I have several times taught a course on folklore, pop culture, the fantasy genre, and social justice. The course has included some combination of sites in England, Wales, and Scotland. Here are some examples of the hands-on and immersive activities from these courses:
- mining UK museums for evidence of both British colonialism and the various forms of resistance to it;
- visiting the Warner Brothers Harry Potters Studios Experience in Watford, England, with a critical eye on how it (further) commercializes the novels and films and how the Harry Potter phenomenon culls from British folklore traditions;
- a tour of east London street art led by a former street artist, followed by a workshop in the creation of street art;
- staying overnight in a Scottish castle and learning about its history and the family folklore from the current occupants;
- intensive lessons in the languages of the Celtic Fringe (Welsh, Cornish, Manx, and/or Scots Gaelic) paired with consideration of the experiences of the internally colonized peoples in the UK;
- touring Blackfriars Kirkyard (cemetery) in Edinburgh, Scotland – it is both the scene of mass grave-robbings that provided cadavers for early university anatomy courses and the site of many graves of people with suspiciously Harry Potter-ish names;
- visiting Neolithic sites (standing stones, stone circles, cairns, etc.);
- spending an afternoon of individual contemplation, reflection, writing/sketching, etc. in the ruins of Tintern Abbey in rural Wales; and
- meeting with members of various immigrant, queer, working-class, and religious minority groups in the UK to learn about their organizations, practices, and the social stigmas they face.

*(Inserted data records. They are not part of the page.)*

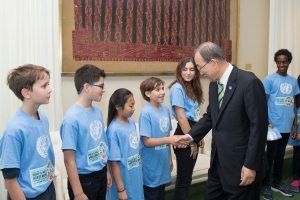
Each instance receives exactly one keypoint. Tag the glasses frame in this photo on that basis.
(200, 68)
(99, 86)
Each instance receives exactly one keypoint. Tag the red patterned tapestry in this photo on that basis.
(147, 30)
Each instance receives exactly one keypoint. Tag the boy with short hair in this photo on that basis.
(281, 90)
(155, 127)
(84, 141)
(26, 152)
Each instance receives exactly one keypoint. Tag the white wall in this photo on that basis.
(253, 36)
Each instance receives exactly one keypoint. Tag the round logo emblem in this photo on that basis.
(96, 129)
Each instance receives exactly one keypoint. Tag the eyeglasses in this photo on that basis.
(200, 68)
(282, 62)
(100, 86)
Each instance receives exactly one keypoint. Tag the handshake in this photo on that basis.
(180, 141)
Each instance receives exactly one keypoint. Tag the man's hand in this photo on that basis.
(109, 179)
(182, 141)
(247, 176)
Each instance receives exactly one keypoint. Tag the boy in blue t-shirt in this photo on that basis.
(155, 127)
(281, 90)
(84, 141)
(26, 152)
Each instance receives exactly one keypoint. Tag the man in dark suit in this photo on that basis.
(238, 120)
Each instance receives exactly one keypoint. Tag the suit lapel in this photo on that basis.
(230, 88)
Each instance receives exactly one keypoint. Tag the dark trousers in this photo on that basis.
(156, 193)
(94, 185)
(275, 158)
(217, 189)
(185, 166)
(49, 194)
(296, 163)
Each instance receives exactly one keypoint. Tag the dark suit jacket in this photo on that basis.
(239, 127)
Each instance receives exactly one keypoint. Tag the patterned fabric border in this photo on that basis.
(147, 30)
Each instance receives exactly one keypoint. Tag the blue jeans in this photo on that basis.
(185, 166)
(275, 158)
(296, 163)
(94, 185)
(156, 193)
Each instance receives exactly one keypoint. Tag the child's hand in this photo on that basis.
(81, 196)
(194, 150)
(201, 143)
(171, 164)
(181, 141)
(294, 131)
(123, 195)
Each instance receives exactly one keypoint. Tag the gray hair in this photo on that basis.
(209, 50)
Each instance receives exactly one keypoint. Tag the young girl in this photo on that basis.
(185, 98)
(295, 141)
(124, 154)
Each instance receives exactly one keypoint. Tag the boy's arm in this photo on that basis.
(69, 158)
(14, 189)
(109, 178)
(175, 140)
(118, 179)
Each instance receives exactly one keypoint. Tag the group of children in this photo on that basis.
(124, 161)
(95, 158)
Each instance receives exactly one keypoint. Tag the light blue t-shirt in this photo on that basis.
(26, 145)
(82, 130)
(124, 143)
(178, 98)
(281, 91)
(292, 141)
(155, 123)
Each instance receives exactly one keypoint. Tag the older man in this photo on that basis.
(237, 115)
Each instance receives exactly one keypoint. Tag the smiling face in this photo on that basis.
(282, 64)
(207, 69)
(157, 95)
(128, 110)
(40, 92)
(188, 72)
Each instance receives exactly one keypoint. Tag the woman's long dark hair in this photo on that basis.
(117, 99)
(193, 89)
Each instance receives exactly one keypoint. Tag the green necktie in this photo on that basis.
(220, 93)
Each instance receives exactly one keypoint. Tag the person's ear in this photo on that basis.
(148, 93)
(86, 87)
(25, 93)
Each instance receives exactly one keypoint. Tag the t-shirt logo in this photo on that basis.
(285, 88)
(164, 124)
(42, 145)
(133, 140)
(96, 129)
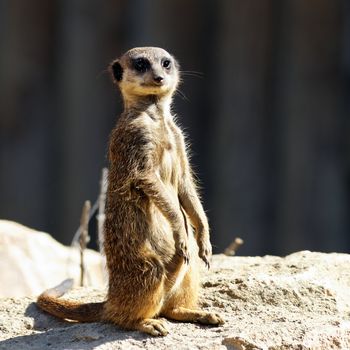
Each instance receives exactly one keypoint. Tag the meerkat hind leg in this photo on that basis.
(152, 326)
(188, 315)
(182, 306)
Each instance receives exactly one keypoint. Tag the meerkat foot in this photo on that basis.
(153, 327)
(188, 315)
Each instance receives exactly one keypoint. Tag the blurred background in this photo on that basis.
(268, 121)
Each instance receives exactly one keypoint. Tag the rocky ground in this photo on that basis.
(301, 301)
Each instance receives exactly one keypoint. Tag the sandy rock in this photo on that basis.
(32, 261)
(301, 301)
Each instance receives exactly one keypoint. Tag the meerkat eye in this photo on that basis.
(166, 64)
(141, 64)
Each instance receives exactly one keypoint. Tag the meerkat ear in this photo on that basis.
(116, 70)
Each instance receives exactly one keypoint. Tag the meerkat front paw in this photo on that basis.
(205, 250)
(181, 247)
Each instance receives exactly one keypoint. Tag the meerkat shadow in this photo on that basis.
(94, 333)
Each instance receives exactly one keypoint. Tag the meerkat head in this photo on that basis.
(145, 71)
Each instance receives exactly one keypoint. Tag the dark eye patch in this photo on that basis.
(166, 63)
(141, 64)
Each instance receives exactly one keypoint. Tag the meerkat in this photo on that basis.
(156, 231)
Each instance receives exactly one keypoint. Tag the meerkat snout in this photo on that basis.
(145, 71)
(158, 79)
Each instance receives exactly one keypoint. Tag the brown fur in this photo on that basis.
(152, 205)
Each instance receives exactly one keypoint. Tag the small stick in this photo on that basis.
(84, 237)
(233, 247)
(101, 208)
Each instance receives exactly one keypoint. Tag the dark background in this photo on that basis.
(268, 121)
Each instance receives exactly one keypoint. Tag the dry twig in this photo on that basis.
(84, 237)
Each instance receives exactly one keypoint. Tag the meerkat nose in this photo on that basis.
(158, 79)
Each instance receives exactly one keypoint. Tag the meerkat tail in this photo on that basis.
(50, 302)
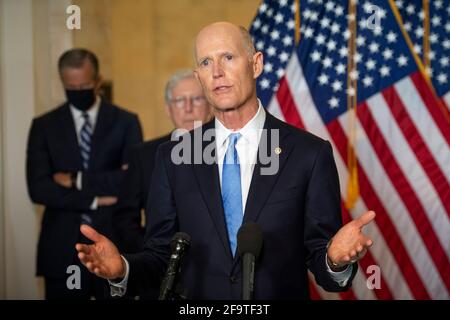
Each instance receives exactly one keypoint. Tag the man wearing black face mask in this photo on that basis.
(76, 157)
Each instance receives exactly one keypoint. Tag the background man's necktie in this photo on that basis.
(85, 149)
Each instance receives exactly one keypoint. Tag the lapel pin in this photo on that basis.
(277, 150)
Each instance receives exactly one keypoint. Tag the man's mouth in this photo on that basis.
(222, 89)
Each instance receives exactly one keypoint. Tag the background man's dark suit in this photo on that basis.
(298, 210)
(133, 196)
(127, 220)
(53, 147)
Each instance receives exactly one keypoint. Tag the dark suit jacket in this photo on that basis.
(298, 210)
(127, 220)
(133, 196)
(53, 147)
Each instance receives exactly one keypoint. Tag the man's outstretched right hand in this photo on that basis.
(102, 257)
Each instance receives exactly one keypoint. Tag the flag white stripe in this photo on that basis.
(411, 168)
(400, 216)
(424, 123)
(446, 99)
(275, 109)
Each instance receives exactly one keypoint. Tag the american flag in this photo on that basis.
(400, 135)
(414, 18)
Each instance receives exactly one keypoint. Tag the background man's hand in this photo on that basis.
(63, 179)
(102, 257)
(106, 201)
(349, 244)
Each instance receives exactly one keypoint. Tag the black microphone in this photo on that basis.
(179, 245)
(250, 240)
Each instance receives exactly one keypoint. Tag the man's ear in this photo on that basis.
(258, 64)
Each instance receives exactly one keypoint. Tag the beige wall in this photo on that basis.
(141, 42)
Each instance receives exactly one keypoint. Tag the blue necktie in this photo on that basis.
(231, 191)
(85, 149)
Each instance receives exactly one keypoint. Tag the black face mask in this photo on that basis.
(81, 99)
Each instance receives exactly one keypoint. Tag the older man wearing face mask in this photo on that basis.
(75, 159)
(297, 207)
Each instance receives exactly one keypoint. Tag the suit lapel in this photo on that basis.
(261, 185)
(69, 137)
(208, 181)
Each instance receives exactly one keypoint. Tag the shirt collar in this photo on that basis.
(92, 111)
(251, 132)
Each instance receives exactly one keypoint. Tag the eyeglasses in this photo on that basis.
(180, 102)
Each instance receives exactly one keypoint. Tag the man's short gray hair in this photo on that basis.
(174, 80)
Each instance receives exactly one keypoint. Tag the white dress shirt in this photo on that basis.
(247, 149)
(78, 120)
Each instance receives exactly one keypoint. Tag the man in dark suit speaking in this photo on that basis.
(75, 157)
(295, 200)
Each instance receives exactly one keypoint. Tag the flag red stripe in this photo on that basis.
(419, 146)
(384, 292)
(287, 104)
(389, 231)
(405, 191)
(439, 115)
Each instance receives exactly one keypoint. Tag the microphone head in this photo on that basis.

I have also been developing new course concepts for Eastern Europe (Czech Republic, Slovak Republic, and Romania) and the Canadian Maritimes (New Brunswick, Nova Scotia, and Prince Edward Island).
My own study abroad experience was in Iceland, and it was a hugely transformative part of my education. I never believed it would be possible for me to participate, but there are numerous opportunities and many sources of funding available. I strongly encourage every student to study abroad!
In the course of my work in global learning at the University of Oregon, Cal Poly, and Gustavus Adolphus College, I have also engaged in site visits, faculty/staff seminars, program-development travel, and other related work in these countries: Canada, England, Finland, France, Germany, Hungary, Iceland, India, Italy, Luxembourg, Mexico, the Netherlands, Norway, Portugal, Scotland, Sri Lanka, Sweden, Tunisia, and Wales.